Being female in society, it is a basic requirement that you look like you put effort into your appearance, or else a woman would either be criticized or ignored, and everything else you have to offer (skills and/or traits) are ignored  since they aren’t bound up in a presentable package. If a woman wears make up she is considered more “acceptable” and “desirable” in the workplace and as a partner.

I like compliments about my appearance. It makes me feel good since I grew up thinking I was unattractive. That message I got from my family members loud and clear so I compensated by developing a funny personality and intelligence to make others notice me and compliment me.
I know some men think they get something in return for making a compliment to a woman. I resent the impression that I need to feel indebted to a man for making the compliment, since I have met a few guys who act as if I owe them suddenly for such compliments, as if they have just given me something I have actively tried to get which deserves giving back. Compliments are supposed to be a signal to keep doing what you are doing since it is working and not something that gives you entitlement to receive something other than a “thank you.”

The way we raise girls to value their appearance first about other traits ultimately hinders their personal growth. When you interact with little boys, imagine what you would say to a little boy since boys aren’t complimented on their appearance, but you say, “You look like a little prince with that jacket and tie on.” Or “you look like a king the way you are dressed and your make up and cologne is Presidential.” Instead we ask them what they are doing, what they are learning in school, what they are reading and what sports they are playing and do they have a girlfriend.

Some women are not comfortable with the way their bodies are aging from messages they receive externally and internally. They may feel that their new wrinkles, grey hairs, or weight gain make them unattractive. This will have an effect on their self-worth. Remember that your vitality, sensuality and desire doesn’t fade as the years progress.  Being attractive and sensual does not fade, it just changes.

So I guess I answered my question as to why I thought as a woman got older she would be less desirable and therefore not receive compliments. Messages coming into my life consciously and subconsciously regarding age and gender bias against women helped formulate my thoughts.

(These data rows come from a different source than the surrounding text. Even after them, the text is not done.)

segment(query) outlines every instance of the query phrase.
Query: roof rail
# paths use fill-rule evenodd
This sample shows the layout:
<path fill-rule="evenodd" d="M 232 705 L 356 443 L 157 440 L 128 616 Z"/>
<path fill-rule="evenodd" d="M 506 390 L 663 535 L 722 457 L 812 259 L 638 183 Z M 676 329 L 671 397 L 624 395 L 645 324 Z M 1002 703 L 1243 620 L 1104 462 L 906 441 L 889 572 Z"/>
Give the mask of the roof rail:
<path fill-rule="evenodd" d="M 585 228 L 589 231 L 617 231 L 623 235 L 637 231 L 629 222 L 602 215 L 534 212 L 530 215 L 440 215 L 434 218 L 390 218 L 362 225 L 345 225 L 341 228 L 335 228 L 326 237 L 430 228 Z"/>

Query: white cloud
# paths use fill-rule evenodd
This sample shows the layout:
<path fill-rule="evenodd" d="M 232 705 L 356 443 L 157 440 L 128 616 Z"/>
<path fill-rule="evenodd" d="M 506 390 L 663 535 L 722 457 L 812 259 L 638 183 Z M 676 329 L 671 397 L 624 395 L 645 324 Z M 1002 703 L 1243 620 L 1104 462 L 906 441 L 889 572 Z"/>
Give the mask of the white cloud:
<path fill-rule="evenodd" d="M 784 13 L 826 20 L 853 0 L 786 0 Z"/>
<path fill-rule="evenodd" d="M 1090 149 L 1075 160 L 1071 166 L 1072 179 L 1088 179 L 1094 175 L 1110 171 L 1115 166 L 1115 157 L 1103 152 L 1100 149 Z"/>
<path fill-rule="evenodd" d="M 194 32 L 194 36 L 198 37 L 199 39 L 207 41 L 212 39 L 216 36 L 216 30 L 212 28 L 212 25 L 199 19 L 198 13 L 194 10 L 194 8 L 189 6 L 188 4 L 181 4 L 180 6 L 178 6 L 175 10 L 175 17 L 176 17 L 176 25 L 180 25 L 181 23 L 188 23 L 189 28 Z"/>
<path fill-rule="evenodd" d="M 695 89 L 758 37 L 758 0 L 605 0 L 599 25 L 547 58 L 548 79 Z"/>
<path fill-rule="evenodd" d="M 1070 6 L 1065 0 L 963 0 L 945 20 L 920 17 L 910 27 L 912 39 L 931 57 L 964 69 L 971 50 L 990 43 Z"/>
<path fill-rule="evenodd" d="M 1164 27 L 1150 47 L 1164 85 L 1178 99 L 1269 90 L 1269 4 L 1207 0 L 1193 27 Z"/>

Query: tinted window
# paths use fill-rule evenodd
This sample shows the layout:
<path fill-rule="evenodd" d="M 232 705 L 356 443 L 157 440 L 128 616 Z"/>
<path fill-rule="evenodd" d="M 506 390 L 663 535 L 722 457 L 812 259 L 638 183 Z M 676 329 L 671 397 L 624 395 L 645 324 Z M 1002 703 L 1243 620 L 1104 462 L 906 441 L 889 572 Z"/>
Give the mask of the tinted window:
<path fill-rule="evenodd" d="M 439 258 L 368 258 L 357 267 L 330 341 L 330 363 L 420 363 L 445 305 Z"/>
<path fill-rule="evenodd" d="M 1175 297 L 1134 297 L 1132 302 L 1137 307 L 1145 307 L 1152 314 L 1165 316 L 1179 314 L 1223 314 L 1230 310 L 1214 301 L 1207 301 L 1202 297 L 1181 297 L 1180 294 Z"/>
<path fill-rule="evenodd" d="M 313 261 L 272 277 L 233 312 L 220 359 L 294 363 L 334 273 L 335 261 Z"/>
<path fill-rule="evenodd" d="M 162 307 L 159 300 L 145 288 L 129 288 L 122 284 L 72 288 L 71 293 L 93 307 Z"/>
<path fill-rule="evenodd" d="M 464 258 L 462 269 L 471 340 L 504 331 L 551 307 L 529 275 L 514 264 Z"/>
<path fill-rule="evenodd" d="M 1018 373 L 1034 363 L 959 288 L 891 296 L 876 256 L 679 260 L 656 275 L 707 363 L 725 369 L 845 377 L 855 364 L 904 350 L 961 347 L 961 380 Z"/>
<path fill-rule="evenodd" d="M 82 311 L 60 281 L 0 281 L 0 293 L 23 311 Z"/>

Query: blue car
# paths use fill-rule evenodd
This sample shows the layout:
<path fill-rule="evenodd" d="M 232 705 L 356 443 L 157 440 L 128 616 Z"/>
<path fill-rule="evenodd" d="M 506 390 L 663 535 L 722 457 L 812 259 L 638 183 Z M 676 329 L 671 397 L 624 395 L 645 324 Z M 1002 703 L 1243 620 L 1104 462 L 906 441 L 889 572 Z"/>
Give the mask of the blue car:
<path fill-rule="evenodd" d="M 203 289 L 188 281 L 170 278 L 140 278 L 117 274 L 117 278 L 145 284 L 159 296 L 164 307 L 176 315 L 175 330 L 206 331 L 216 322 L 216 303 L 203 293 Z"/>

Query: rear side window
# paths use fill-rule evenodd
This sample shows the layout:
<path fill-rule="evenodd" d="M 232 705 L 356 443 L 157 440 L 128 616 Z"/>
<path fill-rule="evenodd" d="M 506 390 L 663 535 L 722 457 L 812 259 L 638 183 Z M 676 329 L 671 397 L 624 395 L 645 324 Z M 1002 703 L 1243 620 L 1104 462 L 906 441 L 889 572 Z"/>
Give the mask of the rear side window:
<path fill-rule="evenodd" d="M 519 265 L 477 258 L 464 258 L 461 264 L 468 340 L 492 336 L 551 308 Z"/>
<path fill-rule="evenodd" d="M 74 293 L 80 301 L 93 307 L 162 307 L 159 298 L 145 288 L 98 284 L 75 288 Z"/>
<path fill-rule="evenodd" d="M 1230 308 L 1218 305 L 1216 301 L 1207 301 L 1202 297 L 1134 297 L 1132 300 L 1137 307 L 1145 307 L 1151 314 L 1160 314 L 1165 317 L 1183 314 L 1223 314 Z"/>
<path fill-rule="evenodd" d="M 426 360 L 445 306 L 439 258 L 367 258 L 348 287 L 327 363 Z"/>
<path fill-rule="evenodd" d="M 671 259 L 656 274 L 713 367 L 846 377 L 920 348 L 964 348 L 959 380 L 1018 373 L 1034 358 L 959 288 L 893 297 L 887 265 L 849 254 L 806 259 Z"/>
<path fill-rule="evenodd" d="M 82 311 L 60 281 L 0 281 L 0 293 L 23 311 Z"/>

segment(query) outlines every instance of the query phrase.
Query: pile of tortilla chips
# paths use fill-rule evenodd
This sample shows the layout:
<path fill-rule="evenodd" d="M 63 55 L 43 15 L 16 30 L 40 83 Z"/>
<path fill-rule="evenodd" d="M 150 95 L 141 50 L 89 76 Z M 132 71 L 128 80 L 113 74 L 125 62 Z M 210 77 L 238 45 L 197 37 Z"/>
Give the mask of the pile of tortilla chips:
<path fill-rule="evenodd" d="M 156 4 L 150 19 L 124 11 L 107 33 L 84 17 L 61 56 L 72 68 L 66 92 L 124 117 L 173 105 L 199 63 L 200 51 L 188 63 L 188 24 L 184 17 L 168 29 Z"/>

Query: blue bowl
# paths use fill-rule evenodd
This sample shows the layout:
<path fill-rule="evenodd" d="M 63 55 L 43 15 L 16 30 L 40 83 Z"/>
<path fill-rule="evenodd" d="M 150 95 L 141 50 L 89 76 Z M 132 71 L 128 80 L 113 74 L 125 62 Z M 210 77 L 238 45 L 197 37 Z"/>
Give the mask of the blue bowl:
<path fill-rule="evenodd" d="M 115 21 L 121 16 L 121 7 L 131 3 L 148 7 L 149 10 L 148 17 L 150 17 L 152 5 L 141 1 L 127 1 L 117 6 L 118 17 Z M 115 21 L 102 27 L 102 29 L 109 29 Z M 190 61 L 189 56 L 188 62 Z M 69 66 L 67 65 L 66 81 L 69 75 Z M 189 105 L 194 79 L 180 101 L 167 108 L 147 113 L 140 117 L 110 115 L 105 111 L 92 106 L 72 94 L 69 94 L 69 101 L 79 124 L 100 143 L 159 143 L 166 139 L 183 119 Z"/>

But now that I am a senior, I have changed my attitude on the senior woman and whether she can still be desired, complimented and sought after.  She is as attractive at each age stage as she chooses to be – beauty comes from the inside which shows outside.

So why wouldn’t I – a woman who is honest, intelligent, authentic, funny, self-assured, faith filled, and outgoing and who takes care of herself and loves relationships with her fellow human beings receive compliments?!! She does and I do.

For those who find themselves seniors and thinking life is over when it comes to dating, marriage and being adored, it is not over by any means. Go out there and enjoy your life and let your personality, happiness and spirit be seen by others and shared. You will find that compliments are waiting for you from others – but the most important thing is that you are valid and beautiful at any age!!!